This One Summer
By Mariko Tamaki, illustrated by Jillian Tamaki
Published 2014 by First Second
Rose and her parents always spend the summer at a house in Awago Beach. But this summer is not like the others before it. Her parents seem to be fighting a lot, and when Rose seeks a distraction, she and her friend Windy only end up finding more drama. What will this one summer change for them?
Obviously, I've been meaning to read this book for a long time - probably a year ago is when I first started hearing about it. At the beginning of this year, it won both Printz and Caldecott Honors - something no book has done before. My interest in the book only grew at that point, and I put a hold on the library copy, waiting for it to arrive.
I've speculated before that, sometimes, reading a book after you've heard the hype machine run for a while doesn't do great things for one's opinion of the book. I fear that may be the case with my feelings for this book. But...
I didn't love it? Actually, that's not entirely true. I LOVED the art - it's absolutely wonderful and Tamaki completely deserves her Caldecott and I really applaud the committee for recognizing the beauty in this artwork.

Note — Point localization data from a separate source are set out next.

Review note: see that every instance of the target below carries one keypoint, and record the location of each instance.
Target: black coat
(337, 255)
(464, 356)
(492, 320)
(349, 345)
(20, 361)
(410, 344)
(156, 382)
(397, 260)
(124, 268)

However, if you take away the art, there's nothing left for me to love. I really had no interest in the story, and I don't think it was fleshed out in a way that really captured my attention. It felt underdeveloped - well, parts of it, anyway - and a bit disjointed. I think it's a really interesting look at how a parent's grief, particularly over something one may not fully understand, can impact a child and the cyclical nature of parent-child relationships. But I felt Rose's relationship with Windy was not as strong as I would have expected prior to reading, and their involvement in the other drama going on around Awago Beach never really fit for me. Additionally, I understand what the climax of the book is supposed to be, but it didn't feel all that climactic really. I just have a really hard time thinking the writing here is worthy of a Printz Honor. But, what do I know?
Overall, definitely not my favorite graphic novel. I'm excited to take a look at some of the titles from the Great Graphic Novels list next.